Why Use sanitize_prompt?

| Feature | Benefit | |———|———| | ✅ Security | Removes potential JavaScript injections, preventing XSS risks. | | ✅ Consistency | Ensures prompts are properly formatted for better LLM output. | | ✅ Flexibility | Works with strings, lists, pandas Series, and NumPy arrays. | | ✅ Easy Integration | Use before passing prompts to wrappers or integrators. |


Integration with LLM Wrappers

Sanitized prompts can be directly passed to LLM wrappers or integrators to ensure safe and clean input.

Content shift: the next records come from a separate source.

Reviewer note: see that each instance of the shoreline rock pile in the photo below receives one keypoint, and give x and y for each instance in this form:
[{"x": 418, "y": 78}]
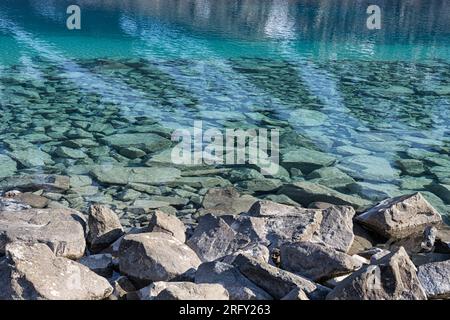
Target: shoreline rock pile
[{"x": 398, "y": 249}]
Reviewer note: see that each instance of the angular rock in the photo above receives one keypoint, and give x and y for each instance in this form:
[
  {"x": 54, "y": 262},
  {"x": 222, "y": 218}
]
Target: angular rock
[
  {"x": 393, "y": 277},
  {"x": 155, "y": 256},
  {"x": 213, "y": 238},
  {"x": 435, "y": 279},
  {"x": 277, "y": 282},
  {"x": 257, "y": 251},
  {"x": 296, "y": 294},
  {"x": 61, "y": 229},
  {"x": 260, "y": 186},
  {"x": 362, "y": 240},
  {"x": 33, "y": 272},
  {"x": 51, "y": 183},
  {"x": 32, "y": 157},
  {"x": 104, "y": 227},
  {"x": 336, "y": 228},
  {"x": 161, "y": 222},
  {"x": 238, "y": 286},
  {"x": 216, "y": 237},
  {"x": 315, "y": 261},
  {"x": 9, "y": 204},
  {"x": 265, "y": 208},
  {"x": 306, "y": 192},
  {"x": 401, "y": 216},
  {"x": 102, "y": 264},
  {"x": 183, "y": 291}
]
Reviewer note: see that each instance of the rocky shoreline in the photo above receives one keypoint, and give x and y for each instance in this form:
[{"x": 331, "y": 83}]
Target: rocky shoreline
[{"x": 238, "y": 248}]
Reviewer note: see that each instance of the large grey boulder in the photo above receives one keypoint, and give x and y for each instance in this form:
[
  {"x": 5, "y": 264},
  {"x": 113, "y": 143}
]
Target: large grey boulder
[
  {"x": 8, "y": 166},
  {"x": 155, "y": 256},
  {"x": 102, "y": 264},
  {"x": 266, "y": 208},
  {"x": 336, "y": 228},
  {"x": 316, "y": 261},
  {"x": 401, "y": 216},
  {"x": 238, "y": 286},
  {"x": 213, "y": 238},
  {"x": 104, "y": 227},
  {"x": 183, "y": 291},
  {"x": 33, "y": 272},
  {"x": 332, "y": 226},
  {"x": 216, "y": 237},
  {"x": 277, "y": 282},
  {"x": 63, "y": 230},
  {"x": 161, "y": 222},
  {"x": 392, "y": 277},
  {"x": 11, "y": 204},
  {"x": 296, "y": 294},
  {"x": 435, "y": 279}
]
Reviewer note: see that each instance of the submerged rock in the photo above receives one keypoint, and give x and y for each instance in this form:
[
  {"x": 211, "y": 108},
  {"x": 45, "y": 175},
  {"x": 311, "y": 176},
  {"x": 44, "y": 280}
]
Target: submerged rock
[
  {"x": 367, "y": 167},
  {"x": 127, "y": 175},
  {"x": 149, "y": 142},
  {"x": 32, "y": 157},
  {"x": 33, "y": 272},
  {"x": 219, "y": 201},
  {"x": 401, "y": 216},
  {"x": 336, "y": 228}
]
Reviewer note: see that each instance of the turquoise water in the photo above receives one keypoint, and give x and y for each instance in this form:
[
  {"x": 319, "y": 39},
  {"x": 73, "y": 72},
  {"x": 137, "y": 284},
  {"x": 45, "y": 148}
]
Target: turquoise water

from llmworkbook import sanitize_prompt, WrapDataFrame

df = pd.DataFrame({
    "prompt": ["Tell me about *Python*.", "<script>alert('XSS')</script>", "What is 4+5?"]
})

# Clean the prompts
df["clean_prompt"] = sanitize_prompt(df["prompt"])

# Pass cleaned prompts to the wrapper
wrapper = WrapDataFrame(df, prompt_column="clean_prompt")
wrapped_df = wrapper.wrap()
print(wrapped_df)

Ensures that LLM receives sanitized input, improving response quality and security.


Use sanitize_prompt before passing data to LLM integrators for cleaner, more secure results!